Lead – A special case of Partner, the Lead in SPLICe pulls all that Partner energy together into cohesive action. This person is often not the ultimate decision maker (that may well be the Sponsor), but is their go-to person. Their particular value add is leveraging many experts to craft a decision that is timely, well supported, and actionable.
Implementers – As the name implies, these are the folks that will actually implement the chosen direction. While they may not be significantly involved prior to a decision being made, their enthusiasms, capabilities, and capacities are critical to any outcome. in any effective decision, they will be have been considered in the pre-work
Challengers – These are the devil’s advocates of the decision-making process. Like Leaders, they’re a special case of Partner, though their focus is on what might go wrong. Good challengers will walk that fine line between identifying potential pitfalls but not just finding all the excuses why change isn’t possible. Having too many Challengers on a team can be self defeating but having none is a recipe for blissful stupidity.

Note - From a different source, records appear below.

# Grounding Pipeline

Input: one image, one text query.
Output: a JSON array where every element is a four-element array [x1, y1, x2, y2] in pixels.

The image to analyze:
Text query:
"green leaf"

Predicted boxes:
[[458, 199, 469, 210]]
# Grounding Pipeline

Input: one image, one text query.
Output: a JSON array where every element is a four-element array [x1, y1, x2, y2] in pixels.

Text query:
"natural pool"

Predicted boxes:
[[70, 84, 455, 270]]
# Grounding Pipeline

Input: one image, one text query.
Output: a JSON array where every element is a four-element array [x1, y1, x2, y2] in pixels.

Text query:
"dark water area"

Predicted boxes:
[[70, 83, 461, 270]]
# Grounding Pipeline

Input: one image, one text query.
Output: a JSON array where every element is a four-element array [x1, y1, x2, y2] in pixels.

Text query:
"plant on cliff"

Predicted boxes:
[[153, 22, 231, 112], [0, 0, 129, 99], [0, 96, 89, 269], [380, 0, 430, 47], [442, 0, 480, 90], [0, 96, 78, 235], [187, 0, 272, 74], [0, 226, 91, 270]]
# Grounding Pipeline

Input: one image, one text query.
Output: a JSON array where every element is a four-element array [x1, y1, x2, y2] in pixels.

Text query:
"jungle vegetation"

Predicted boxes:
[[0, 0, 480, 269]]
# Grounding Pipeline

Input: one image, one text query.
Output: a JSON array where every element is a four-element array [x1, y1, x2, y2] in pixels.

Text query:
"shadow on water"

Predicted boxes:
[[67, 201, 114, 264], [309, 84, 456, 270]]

everyone – The “e” in SPLICe is a reminder to all involved to look outside the box, to consider the unusual case and the exceptions without allowing those to assume more priority or focus than they deserve, hence the lower case.
Great! I’ve got the decision team. Now What?
The other critical component of SPLICe, in addition to these roles, is a list of significant decisions. The work of collaboration is a series of shared decisions. Implementing SPLICe is simply a process of identifying these decision points and SPLICe actors for each of them. Interestingly enough RACI is a great source for those decision points. Often each unit of work has a few key decisions that have to be made to complete the work. Those decisions are also the launching points for integrating the unit of work back into an effective whole. Without SPLICe, especially in highly visible, high pressure projects, it’s a natural human reaction for the R’s in RACI to short cut those decisions. They do most or all of the pre-work themselves trying to be efficient or trying to avoid conflict and get to a decision quickly. The decision works within their unit of work, but creates issues as the work is folded back into the broader outcomes.
The list of significant decisions is not a laundry list of every decision in a unit of work. As you sift through the RACI, corporate policies, and various other governance tools, look for those decision points that have multiple downstream impacts both with-in the unit of work, but also beyond. Think back to your worst projects (yeah, I know, it’s painful, you have my permission to use pharmaceuticals and libations.). Think about your work war stories that were bad in the moment, but make a good story now. Buried in all that experience is usually one or two decisions that represent a turning point, and not in a good way. There’s probably something of a pattern to them over time. Those are your significant decision points. They’re also a good source of thinking about partners you didn’t have then and might want now).
So the next time that industrial sized RACI get’s rolled out, jump on board instead of hiding under your desk. And as you jump on board, begin building your SPLICe so your team can not only efficiently divide up the work, but also effectively integrate it together to provide that broader outcome.